The key insight: Git holds two different things with two different lifecycles.

1. The deployment definition (apps/) — the Kustomize source. Humans and Renovate edit it; every merge produces a new artifact. This content is never consumed by Flux directly.
2. The environment pointers (clusters/) — tiny manifests saying “dev runs artifact 0.5.123, prod runs 0.5.118.” Only Kargo writes here (plus humans in emergencies). Flux does consume this from Git — it’s the bootstrap layer that tells each cluster which artifact to pull.

Renovate and Kargo never write to the same path. Renovate owns apps/ (and app repos); Kargo owns clusters/.

Repository and registry layout

One deployment repository:

deployment/
├── apps/
│   └── myapp/
│       ├── base/
│       │   ├── deployment.yaml          # image tag here ← Renovate bumps this
│       │   ├── service.yaml
│       │   ├── networkpolicy.yaml
│       │   └── kustomization.yaml
│       └── overlays/
│           ├── dev/                     # env-specific: replicas, hostnames...
│           ├── staging/
│           └── prod/
├── clusters/
│   ├── dev/
│   │   └── myapp.yaml                   # OCIRepository ref.tag ← Kargo bumps this
│   ├── staging/
│   └── prod/
├── kargo/
│   ├── project.yaml
│   ├── warehouse.yaml
│   └── stages.yaml
├── flux-system/                          # bootstrap per cluster
├── .gitea/workflows/
│   └── build-deployment-artifact.yml
└── renovate.json

Registry layout:

registry.internal/
├── myapp:1.4.3                          # application images (from app repos)
├── deployments/myapp:0.5.123            # deployment artifacts (from this repo)
└── ...

App repositories stay as they are: source code, Dockerfile, CI that builds, signs, and pushes the application image. They need no knowledge of the deployment repo.

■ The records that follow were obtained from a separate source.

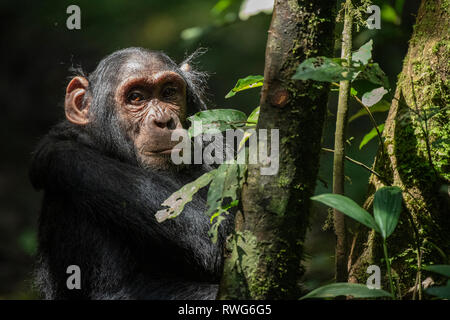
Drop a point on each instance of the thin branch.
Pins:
(359, 164)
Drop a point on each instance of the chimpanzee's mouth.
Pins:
(162, 152)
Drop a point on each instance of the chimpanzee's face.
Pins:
(147, 98)
(151, 104)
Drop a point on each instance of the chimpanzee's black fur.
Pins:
(99, 205)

Access boundaries. Developers write to app repos only. Renovate writes to apps/ (via PRs). Kargo writes to clusters/ (direct commit or PR). The platform team owns kargo/, flux-system/, and clusters/ structurally. CODEOWNERS enforces this:

*                       @org/platform-team
/apps/myapp/            @org/myapp-team
/clusters/              @org/platform-team
/kargo/                 @org/platform-team
/flux-system/           @org/platform-team

Branch protection on main: required CODEOWNERS review, signed commits, required status checks (manifest lint, kustomize build dry-run), no force-push. The Renovate and Kargo bot identities are exempted from review on exactly the paths they own — their commits still pass status checks.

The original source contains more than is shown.